Eh, Theorycraft™ says that an outer layer or two of standard, with a couple(2-3) layers of basic inside/below it, an empty space, and then 1-2 layers advanced around/encapsulating systems deeper inside the ship would offer the best balance of protection-to-mass-to-area.
The discussion of exactly how-to armor something the "best way" is as old as weaponry. I personally put it towards "who's piloting it" to determine which is the best.
If it's mainly AI or an aggressive player in control, then the best bet is to go with heavy armor on the "front" as that's the direction most likely to be under fire. Both are probably going to "face tank" and "roll the dice" well past shield collapse.

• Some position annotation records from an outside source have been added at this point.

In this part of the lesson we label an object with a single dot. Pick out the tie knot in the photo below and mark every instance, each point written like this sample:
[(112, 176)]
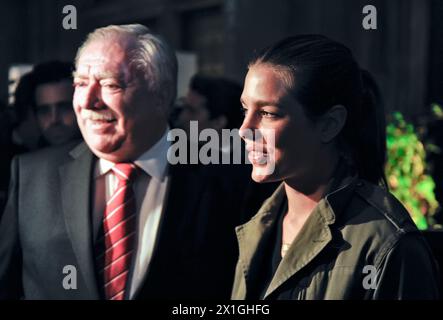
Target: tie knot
[(125, 171)]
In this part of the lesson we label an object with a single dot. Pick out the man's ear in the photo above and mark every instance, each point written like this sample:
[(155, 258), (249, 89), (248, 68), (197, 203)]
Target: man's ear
[(332, 122)]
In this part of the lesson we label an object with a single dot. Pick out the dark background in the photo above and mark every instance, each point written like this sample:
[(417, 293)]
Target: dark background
[(404, 53)]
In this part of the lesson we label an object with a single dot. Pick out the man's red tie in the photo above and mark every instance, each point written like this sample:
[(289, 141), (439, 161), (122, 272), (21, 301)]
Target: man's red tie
[(117, 244)]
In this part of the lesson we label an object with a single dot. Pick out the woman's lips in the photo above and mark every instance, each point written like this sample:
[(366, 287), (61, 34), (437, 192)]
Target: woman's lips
[(258, 157)]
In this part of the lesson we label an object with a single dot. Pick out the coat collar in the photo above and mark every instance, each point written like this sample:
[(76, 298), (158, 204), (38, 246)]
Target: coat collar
[(313, 238)]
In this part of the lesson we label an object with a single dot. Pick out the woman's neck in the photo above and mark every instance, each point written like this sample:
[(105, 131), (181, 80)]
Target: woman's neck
[(303, 197)]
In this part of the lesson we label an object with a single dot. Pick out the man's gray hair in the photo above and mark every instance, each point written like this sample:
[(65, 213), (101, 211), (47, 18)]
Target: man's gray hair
[(151, 55)]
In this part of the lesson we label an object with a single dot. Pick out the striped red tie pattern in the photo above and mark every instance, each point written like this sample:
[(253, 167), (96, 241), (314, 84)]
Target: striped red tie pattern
[(116, 246)]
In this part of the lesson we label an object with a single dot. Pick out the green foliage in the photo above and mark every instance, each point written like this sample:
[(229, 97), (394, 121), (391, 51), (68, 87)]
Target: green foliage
[(405, 171)]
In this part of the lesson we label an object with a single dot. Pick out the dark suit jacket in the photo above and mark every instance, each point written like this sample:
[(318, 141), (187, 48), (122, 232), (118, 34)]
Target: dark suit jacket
[(47, 226)]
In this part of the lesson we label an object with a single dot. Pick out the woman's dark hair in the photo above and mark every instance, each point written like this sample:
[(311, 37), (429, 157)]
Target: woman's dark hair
[(321, 73)]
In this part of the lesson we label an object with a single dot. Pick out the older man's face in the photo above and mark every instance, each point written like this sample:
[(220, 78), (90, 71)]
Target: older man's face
[(117, 114)]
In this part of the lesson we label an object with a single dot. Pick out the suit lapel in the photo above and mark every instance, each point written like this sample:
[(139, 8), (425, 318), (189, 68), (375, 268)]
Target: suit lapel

If it's piloted by a "scaredycat" player, medium-light armor towards the back and sides is better as they'd turn tail and run at low shields until the shields recharge. The lighter armor would allow more "speed tanking" play style as well.
Other players (too lazy to search though the old armor threads) point out "all or nothing" armoring styles where they'd only armor the important to combat stuff, like the main chunk of reactor and primary weapon systems, and put all the mass of an otherwise much larger ship in those concentrated areas and leave the rest open to being evaporated. That style comes mainly from USA and UK Naval Doctrine, armor the ammunition and leave the rest open to even small arms fire.
I say it comes down to how you play. If you're not afraid to get battle scars, armor is for you. If you think every block is precious, you're probably not going to stay in combat with anything that can drop your shields anyways making armoring irrelevant.